The diner menu shows that humans are perfectly comfortable switching between meta-models. Even the most famished diner knows—instinctively, automatically—that the narrative data should be read sequentially, whereas the structured data can be scanned in any arbitrary order. Life is short; choose dessert first.
This is yet another case where wetware (i.e., human intellectual capacity) outshines software. Getting software to cope with multiple meta-models is tricky. Exhibit A: the profound difference between query and search. Exhibit B, in the form of a question: Why, after it took the computer industry so long to develop mashup techniques, did end users accepted mashups almost immediately?
Users almost never discuss meta-models because they don’t need to. Computer scientists, on the other hand, do quite a bit of lip-flapping about meta-models. This disparity can lead to an erroneous conclusion: That meta-models are the exclusive province of computer scientists. This is a serious mistake, with consequences for requirements analysts who interact directly with users.

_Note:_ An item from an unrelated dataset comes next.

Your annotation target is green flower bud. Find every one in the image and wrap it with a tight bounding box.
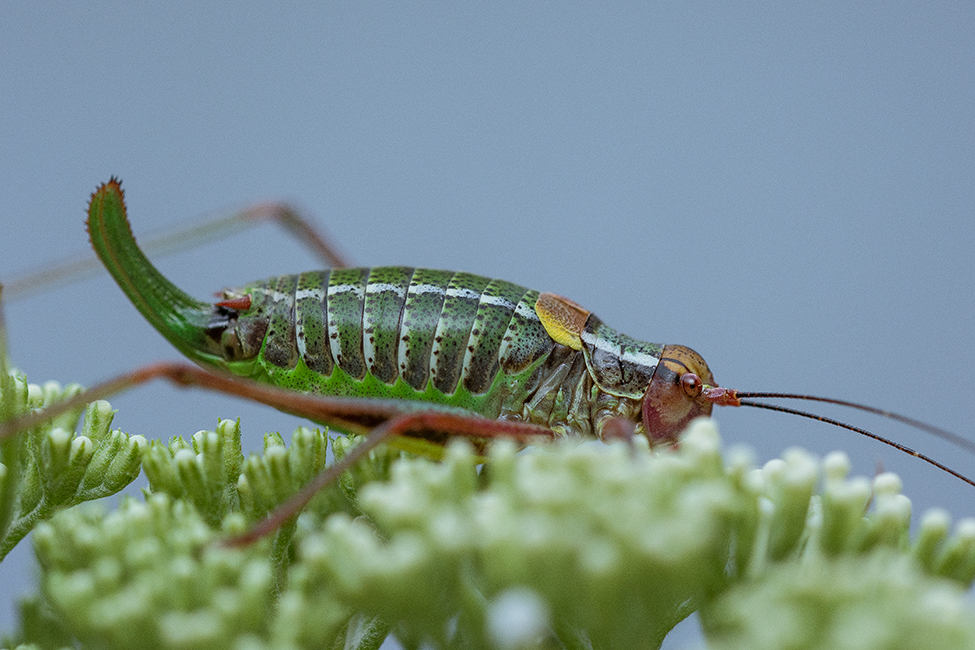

The lesson here is this: Computer scientists must know that users employ meta-models, and must learn to distinguish between meta-models that arose organically as a by-product of human culture and meta-models that were concocted by computer scientists to accommodate technological discussions. Call them organic meta-models and invented meta-models.
Organic meta-models are legitimate vehicles for gathering requirements from users. Invented meta-models are not. For data modeling, the most popular invented meta-model in use today is the UML class diagram. UML class diagrams are based on the object-oriented paradigm, which did not arise organically within human culture as a way to organize a certain kind of data. Rather, object-orientation was explicitly designed by computer scientists to promote certain desirable traits in software, including reusability of programming artifacts.
Because it is based on an invented, not organic, meta-model, UML class diagramming is not an appropriate vehicle for requirements gathering with users. That’s why in my decades-long career as a data modeler and requirements analyst, I have never shown an end user a UML class diagram.